(19/n)
"Betahnyaaaa kalau urusan manyun!" sindir Gira gemas ketika dia dan Benya sudah sampai lagi di bengkel, tapi mood Benya belum kembali semula.
"Ben!" Gira menahan Benya yang mau turun dan pindah ke kursi kemudi.
"Apa?" Akhirnya, istrinya itu menatapnya juga.

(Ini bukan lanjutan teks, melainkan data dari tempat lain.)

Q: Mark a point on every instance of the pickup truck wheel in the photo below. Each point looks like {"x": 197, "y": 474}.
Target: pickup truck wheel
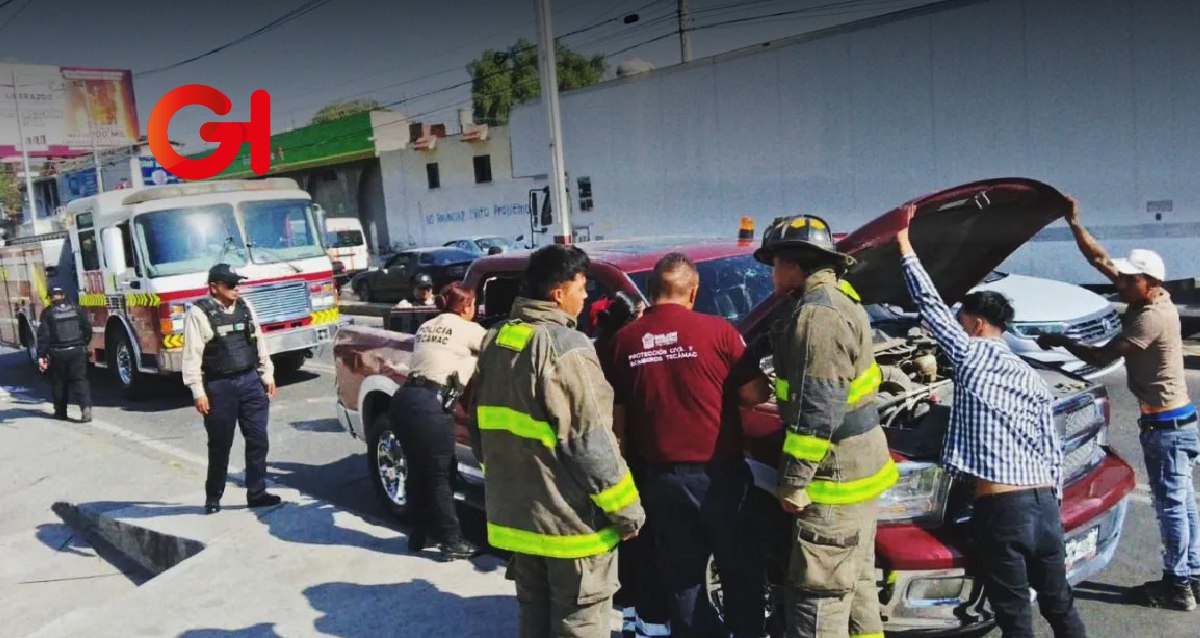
{"x": 772, "y": 600}
{"x": 388, "y": 465}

Gira terkekeh terhibur. Galak aja tetap lucu istrinya ini. "Kalau aku bantu, tapi nggak senilai yang Pras minta dan nggak usah dibalikin, gimana? Soalnya, jujur aja, aku malah nggak nyaman kalau punya hitung-hitungan sama kakakmu." Selama Benya memutari toko kain sekaligus bermain kucing-kucingan dengannya tadi, Gira sambil memikirkan solusi soal kakak istrinya itu dan menurutnya, solusi yang dia tawarkan ini adalah yang terbaik yang sudah dia pikirkan. Baik buat keuangannya, buat hubungan pernikahannya, buat hubungannya dengan orang tua Benya, dan juga hubungannya dengan iparnya.
Dan reaksi Benya sekarang adalah hal yang nggak diperhitungkan Gira. Kedua mata Benya mencelak dan istrinya itu menatapnya nggak menyangka sama sekali. Gira sampai salah tingkah.
"Sepuluh juta, gimana?" ungkap Gira agak tergagap di awal. "Apa lima belas?"
"Terserah kamu aja." Kedengaran seperti terserah yang bukan terserahnya wanita, jadi Gira langsung bersyukur dalam hati. Terserah yang ini artinya harfiah, nadanya bisa menjamin. "Makasih, ya."
Gila tergelak, kembali tak menyangka lagi. "Kasih hadiah, dong." Mengharap, mengharap, mengharap.
"Hadiah apa?!" Benya malah antisipasi. Gimana sih?
"Ya apa kek. Apa gitu!" Udah menjurus banget loh ini. Luar biasa kalau sampai Benya nggak menangkap umpannya.
"Ck, ini sih kamu minta gantinya ke aku namanya!"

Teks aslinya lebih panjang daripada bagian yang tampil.